Migrer n’est pas un crime

Publié le par MJS 18

Le 31 mars dernier, le projet de loi immigration, intégration et nationalité est venu compléter la panoplie législative imposée par la droite en matière de contrôle de l’immigration. Il s’agit du sixième texte de loi depuis 2002, ce qui signe avant tout l’échec idéologique de la droite à répondre au défi posé par les migrations à travers un prisme sécuritaire.

 

Et l’Europe ne doit pas servir de prétexte au durcissement des politiques migratoires. Ce projet de loi, qui transcris trois directives européennes, dont la directive retour, ne contraignait en aucun cas la France à restreindre encore plus les droits des étrangers.
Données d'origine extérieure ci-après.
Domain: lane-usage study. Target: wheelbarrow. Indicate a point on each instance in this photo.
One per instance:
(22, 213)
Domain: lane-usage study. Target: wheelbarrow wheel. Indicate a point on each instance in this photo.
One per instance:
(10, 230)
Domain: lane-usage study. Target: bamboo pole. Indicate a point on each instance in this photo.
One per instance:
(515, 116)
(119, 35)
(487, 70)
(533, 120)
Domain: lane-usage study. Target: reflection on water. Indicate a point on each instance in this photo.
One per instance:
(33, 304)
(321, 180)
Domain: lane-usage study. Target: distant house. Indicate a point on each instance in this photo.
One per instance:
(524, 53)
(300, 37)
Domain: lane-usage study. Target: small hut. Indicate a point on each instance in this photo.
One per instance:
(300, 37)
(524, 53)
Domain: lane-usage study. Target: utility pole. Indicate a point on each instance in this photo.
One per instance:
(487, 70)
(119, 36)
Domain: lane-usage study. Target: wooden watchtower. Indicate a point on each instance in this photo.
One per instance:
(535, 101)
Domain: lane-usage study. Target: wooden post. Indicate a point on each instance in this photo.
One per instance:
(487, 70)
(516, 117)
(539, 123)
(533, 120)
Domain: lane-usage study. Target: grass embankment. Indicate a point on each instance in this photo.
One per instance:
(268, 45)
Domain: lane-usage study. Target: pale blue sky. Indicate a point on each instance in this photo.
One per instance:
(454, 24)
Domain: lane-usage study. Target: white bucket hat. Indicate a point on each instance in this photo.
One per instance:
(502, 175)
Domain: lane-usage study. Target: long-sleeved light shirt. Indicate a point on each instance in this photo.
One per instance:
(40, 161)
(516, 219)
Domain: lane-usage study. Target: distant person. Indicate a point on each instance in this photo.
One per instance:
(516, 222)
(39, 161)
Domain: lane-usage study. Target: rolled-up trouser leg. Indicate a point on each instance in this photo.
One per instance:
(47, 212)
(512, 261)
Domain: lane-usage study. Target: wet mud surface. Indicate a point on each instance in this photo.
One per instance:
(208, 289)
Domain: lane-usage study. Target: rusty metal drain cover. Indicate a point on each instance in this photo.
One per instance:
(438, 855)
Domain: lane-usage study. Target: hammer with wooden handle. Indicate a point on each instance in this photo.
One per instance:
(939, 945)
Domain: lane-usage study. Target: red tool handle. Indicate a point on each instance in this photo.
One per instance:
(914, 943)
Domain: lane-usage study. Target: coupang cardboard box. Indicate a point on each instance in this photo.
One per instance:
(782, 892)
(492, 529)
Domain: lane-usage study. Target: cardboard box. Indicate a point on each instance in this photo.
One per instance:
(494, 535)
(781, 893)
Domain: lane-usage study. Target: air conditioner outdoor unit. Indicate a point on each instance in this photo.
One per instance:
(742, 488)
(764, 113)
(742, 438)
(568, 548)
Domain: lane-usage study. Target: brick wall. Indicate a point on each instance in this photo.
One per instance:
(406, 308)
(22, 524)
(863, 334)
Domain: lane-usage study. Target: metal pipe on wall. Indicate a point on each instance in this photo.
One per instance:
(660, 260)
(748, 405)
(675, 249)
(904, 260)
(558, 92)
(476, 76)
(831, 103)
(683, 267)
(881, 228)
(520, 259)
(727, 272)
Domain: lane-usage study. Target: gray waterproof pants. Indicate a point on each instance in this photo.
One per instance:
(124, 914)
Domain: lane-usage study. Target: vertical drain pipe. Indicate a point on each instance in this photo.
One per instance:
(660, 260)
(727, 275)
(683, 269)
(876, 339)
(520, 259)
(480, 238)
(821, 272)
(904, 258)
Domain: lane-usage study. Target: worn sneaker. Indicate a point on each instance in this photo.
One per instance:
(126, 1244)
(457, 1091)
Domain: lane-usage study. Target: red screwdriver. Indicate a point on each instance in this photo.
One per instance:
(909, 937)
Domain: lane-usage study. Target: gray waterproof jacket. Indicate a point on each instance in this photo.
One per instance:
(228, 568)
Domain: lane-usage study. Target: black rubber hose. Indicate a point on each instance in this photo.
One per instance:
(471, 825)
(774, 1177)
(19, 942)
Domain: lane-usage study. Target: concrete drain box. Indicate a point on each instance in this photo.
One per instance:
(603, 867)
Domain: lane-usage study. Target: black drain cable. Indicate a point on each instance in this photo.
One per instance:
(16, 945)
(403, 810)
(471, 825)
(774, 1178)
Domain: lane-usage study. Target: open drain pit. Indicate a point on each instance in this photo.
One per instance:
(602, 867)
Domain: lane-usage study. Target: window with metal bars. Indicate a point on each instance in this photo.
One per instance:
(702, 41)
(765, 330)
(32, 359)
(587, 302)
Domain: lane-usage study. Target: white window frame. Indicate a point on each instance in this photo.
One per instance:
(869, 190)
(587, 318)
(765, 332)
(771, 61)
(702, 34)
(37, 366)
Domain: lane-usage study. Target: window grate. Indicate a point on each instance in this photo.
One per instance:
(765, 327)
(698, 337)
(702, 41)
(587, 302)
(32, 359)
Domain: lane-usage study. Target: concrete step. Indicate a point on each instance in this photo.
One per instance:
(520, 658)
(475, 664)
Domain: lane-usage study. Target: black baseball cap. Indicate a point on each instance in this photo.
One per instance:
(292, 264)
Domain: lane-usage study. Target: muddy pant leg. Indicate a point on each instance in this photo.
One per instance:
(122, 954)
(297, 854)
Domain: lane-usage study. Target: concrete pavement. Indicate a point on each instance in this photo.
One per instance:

La rétention administrative est allongée, consacrée et banalisée. La procédure d’éloignement sera fluidifiée pour l’administration, lui permettant d’éloigner sans contraintes, et complexifiée pour les étrangers, qui auront le plus grand mal à faire valoir leurs droits élémentaires. Il est grand temps de rompre avec cette logique de criminalisation de l’immigration. Fouler le sol d’un pays n’est pas un délit. Travailler sans papier n’est pas un crime. Il faudra imposer l’idée que « immigration » et « procédure pénale » ne soit plus systématiquement associé.

 

Ce texte est également une offensive contre la justice et ses principes. En réduisant les pouvoirs du Juge des Libertés et de la Détention, c’est au contrôle de légalité de l’enfermement que la droite s’attaque. Ce n’est une surprise pour personne, le pouvoir en place en veut à la justice et aux juges, taxés en l’état de laxisme à l’égard des étrangers. Nous ne saurions accepter qu’une justice administrative se substitue à une justice civile, dont l’indépendance est essentielle. N’oublions pas que le droit des étrangers, dont la droite entretien l’opacité, a trop souvent servis de laboratoire à certaines dispositions iniques que l’on retrouve aujourd’hui dans notre code pénale….

 

Depuis près de 10 ans, la droite a également décidé de s’attaquer à l’asile, pourtant consacrée par la Convention de Genève. Un droit antique, dont se prévalait déjà les cités grecques. Le « bannissement » est une étape supplémentaire dans le démantèlement de ce droit. De même que la possibilité, offerte aux préfets, de créer des « zones d’attentes flottantes », véritable espace de non droit, en tout point du territoire, régies par l’arbitraire. A l’inverse, nous proposons de rendre inaliénable le droit d’asile, en réformant en profondeur sa procédure afin de la rendre plus effective. Il est donc urgent d’abroger toutes les formes de procédures rapides pour le traitement des demandes d’asile (comme les procédures prioritaires) car elles ne garantissent pas l’accès aux droits. Les demandeurs d’asile se voient expulsés dans leurs pays d’origine avant même d’avoir pu exercer leur droit de recours.

 

A l’inverse, nous proposons de rendre inaliénable le droit d’asile, en réformant en profondeur sa procédure. L’asile doit faire l’objet d’une décision collégiale et transparente, privilégiant le récit de vie du réfugié, dont la singularité et l’histoire ne sont que trop rarement pris en compte. Tout demande d’asile doit faire l’objet d’une égalité de traitement, quel que soit le pays duquel le demandeur ressort. Il faudra également élargir les critères pour prendre en compte certaines situations particulières : les femmes qui subissent l’excision sont elles aussi des réfugiés politiques.

 

La mobilité est un droit et les migrations circulaires représentent l’avenir des migrations. Le Gouvernement veut l’instabilité et l’insécurité des migrants. Nous affirmons au contraire que l’immigration est une richesse. Nous devons au contraire sécuriser leur parcours et pérenniser leur séjour pour leurs donner les clés d’une intégration réussie et acceptée.

 

Nous devons au contraire sécuriser leur parcours et pérenniser leur séjour pour leur donner les clés d’une intégration acceptée et consentie.

 

Aujourd’hui les flux migratoires sont davantage supportés pays du continent africain, et non par l’Europe – et plus précisémet la France. C’est pourquoi, le Mouvement des Jeunes Socialistes doit promouvoir les politiques de coopération et de développement.